Yellowjacket wasps are bad at B.Y.O.B.B.Q.
Evenings when we’ve grilled have often been interrupted by the dreaded “meat bees.” The yellow and black insects buzz around, dive-bombing any slices of cooked meat left unguarded on our porch, or at least not in someone’s hand or mouth. It always seemed so odd that bees would do this, since the meat couldn’t possibly be confused as a source of nectar. That is until we found out they were Yellowjacket wasps, and they knew exactly what they were after.
The wasps in question were either Western yellowjackets or German yellowjackets. In either case, they were attacking our barbeque in order to get protein to feed their larvae. In the start of the summer, nests are usually expanding, and the wasps act as predators against other insects in order to feed their young. As the summer progresses, growth in the nest slows, but sugar is needed to maintain the more mature colony. This is when the wasps are much more likely to behave like scavengers to get sugar from fruit or unattended cans of syrupy soda (so watch out if there’s a chance a yellowjacket has crawled into your can!)

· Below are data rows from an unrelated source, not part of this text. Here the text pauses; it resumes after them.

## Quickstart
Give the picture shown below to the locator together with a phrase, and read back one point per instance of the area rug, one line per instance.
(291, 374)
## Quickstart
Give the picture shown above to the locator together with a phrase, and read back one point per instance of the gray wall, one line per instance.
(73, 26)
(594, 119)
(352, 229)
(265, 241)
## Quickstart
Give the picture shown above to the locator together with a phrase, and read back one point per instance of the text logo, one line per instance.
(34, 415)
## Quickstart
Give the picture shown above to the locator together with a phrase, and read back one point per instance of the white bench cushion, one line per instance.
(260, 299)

Yellowjacket wasps generally build their papery nests inside old burrows in the ground, or in other enclosed spaces like the ceiling of a house. In burrows, they can expand the available space by moistening and digging at the dirt walls, making more room for additional paper cells in which to lay eggs. By the end of a summer, some nests can have a population of up to 15,000 wasps, although some top out at only 1,500. The winter then ends the growth cycle, freezing the colony and forcing a queen to start again the following spring. Of course, mild winters in California mean that some nests here carry on for years at a time without interruption.
An agitated Yellowjacket can be a hazard, as they can bite and sting multiple times. As a more aggressive species, they’ve been known to be provoked while scavenging (see the soda can note above!) and of course if they feel you’ve threatened their nest. In either case, it’s probably best to avoid them if at all possible.

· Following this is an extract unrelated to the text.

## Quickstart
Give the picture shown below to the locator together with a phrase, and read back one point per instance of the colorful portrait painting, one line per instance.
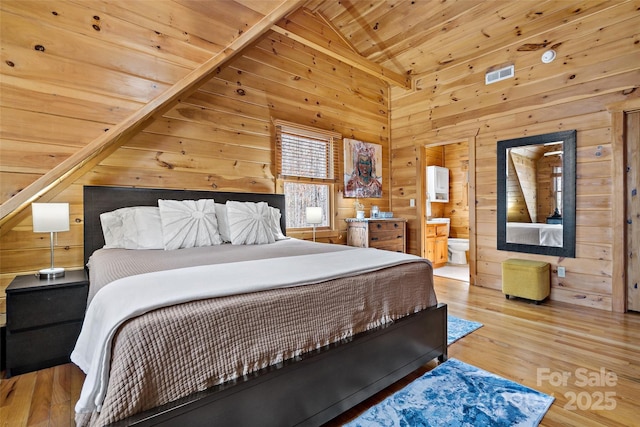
(362, 169)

Slightly more passive: Paper Wasps
Our neighborhood’s other common wasp is the Paper Wasp. Paper Wasps are more likely to build their nests in elevated locations than a yellowjacket, such as hanging from the branch of a tree or under the eave of a house (or inside my kids’ playhouse). The underside of their nest is open, like an umbrella, allowing you to see the individual cells for housing larvae. They’re less aggressive than Yellowjackets, unless, of course, you threaten their nest.

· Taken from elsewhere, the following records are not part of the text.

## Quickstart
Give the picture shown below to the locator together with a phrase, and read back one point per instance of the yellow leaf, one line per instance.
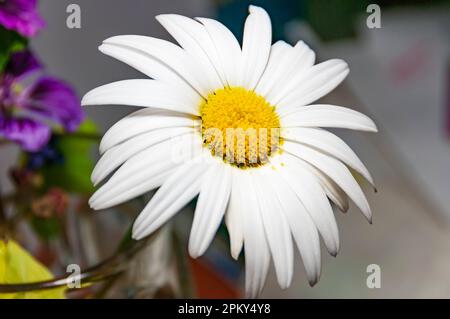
(18, 266)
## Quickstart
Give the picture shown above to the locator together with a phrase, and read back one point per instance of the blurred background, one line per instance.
(399, 75)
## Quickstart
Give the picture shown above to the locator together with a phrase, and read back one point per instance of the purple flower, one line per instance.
(29, 112)
(21, 16)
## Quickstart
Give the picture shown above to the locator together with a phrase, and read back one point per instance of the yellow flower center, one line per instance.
(240, 126)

My kindergartner asked: How do yellowjackets bite? Why aren’t they like bees that can sting only once? Wasps have considerably sided mandibles, which they can use for hunting, digging out burrows, scraping bark in order to make pulp, or chomping your arm, if provoked. The stingers on a wasp are smooth, and the wasp can stab with them repeatedly to deliver more venom. This is in contrast to bees, which have barbed stingers that hook into the target, ripping the venom sac from the bee’s body and killing it in the process.